MongoDB RAG example using Atlas VectorSearch and Radiant

This is a simple example of using MongoDB Atlas VectorSearch and Radiant to build a RAG (Retrieval-Augmented Generation) model.

A more thorough writeup of this example can be found here.

Setup

Set up MongoDB Atlas

  1. Create a MongoDB Atlas account.
  2. Once you have registered and logged in, go to the dashboard to create your cluster. In order to take advantage of the $vectorSearch operator in an aggregation pipeline, you need to run MongoDB Atlas 6.0.11 or higher.
  3. Create a database and a collection. In the example code we use a database called plasmaPhysics and a collection called pdfs

Set up Radiant

  1. Request access to the Radiant platform on the Radiant website.
  2. Once you have access to Radiant, set up a provider that serves the embedding model you would like to use.
  3. Set up an application, and configure it with the provider you set up earlier.

Ingest Data

The ingest function in ingest.py will ingest a pdf file into the collection you created in MongoDB Atlas. It will extract the text from the pdf and store it in the text field. It will also generate an embedding and store it in the provided embedding_field_name field.

You can ingest a pdf file by running the following command:

python main.py --ingest --pdf /path/to/file.pdf

Create a Search Index

Create a search index for the ingested data by following MongoDB Atlas' documentation.

Query Data

The query function in query.py will query the collection you created in MongoDB Atlas. It will use the $vectorSearch operator to find the most similar documents to the provided query. It will then construct a user prompt enriched with the retrieved documents. This enriched prompt will be used to generate a new response from an LLM using the Radiant application you created.

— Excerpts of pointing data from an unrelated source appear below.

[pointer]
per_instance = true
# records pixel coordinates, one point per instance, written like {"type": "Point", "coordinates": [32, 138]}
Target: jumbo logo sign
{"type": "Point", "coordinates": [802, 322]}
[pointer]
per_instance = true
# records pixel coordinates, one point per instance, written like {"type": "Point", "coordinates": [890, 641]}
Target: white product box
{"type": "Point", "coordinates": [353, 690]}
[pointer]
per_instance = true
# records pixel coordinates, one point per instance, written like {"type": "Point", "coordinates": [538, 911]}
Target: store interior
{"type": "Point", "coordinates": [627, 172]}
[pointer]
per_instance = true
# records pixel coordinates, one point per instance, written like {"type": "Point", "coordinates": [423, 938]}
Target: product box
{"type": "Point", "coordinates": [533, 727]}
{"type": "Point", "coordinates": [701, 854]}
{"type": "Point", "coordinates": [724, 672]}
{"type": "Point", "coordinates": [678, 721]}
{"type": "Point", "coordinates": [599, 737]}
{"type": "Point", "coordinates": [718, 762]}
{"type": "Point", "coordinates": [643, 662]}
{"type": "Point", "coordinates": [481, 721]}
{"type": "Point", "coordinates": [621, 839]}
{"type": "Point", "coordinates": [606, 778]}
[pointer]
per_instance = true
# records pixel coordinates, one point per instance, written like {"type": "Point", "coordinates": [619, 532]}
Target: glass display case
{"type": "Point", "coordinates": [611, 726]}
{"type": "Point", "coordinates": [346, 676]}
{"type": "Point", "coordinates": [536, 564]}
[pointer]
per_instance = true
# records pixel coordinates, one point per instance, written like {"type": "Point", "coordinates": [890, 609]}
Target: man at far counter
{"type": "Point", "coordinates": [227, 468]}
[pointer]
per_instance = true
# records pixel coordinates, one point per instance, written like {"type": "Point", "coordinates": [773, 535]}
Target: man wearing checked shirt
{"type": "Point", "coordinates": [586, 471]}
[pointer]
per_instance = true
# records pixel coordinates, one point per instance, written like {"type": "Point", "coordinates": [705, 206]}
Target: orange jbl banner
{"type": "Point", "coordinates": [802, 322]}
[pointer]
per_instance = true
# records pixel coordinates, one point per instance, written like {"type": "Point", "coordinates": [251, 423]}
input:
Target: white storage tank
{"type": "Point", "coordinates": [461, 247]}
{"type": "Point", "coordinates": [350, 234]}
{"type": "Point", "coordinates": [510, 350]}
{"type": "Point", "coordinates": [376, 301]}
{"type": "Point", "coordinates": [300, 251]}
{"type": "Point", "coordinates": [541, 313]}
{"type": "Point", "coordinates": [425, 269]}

You can query the collection by running the following command:

python main.py --query

Contributing Guidelines

Thank you for your interest in contributing to our project! Before you begin writing code, it would be helpful if you read these contributing guidelines. Following them will make the contribution process easier and more efficient for everyone involved.

Please note that the project is released with an MIT License.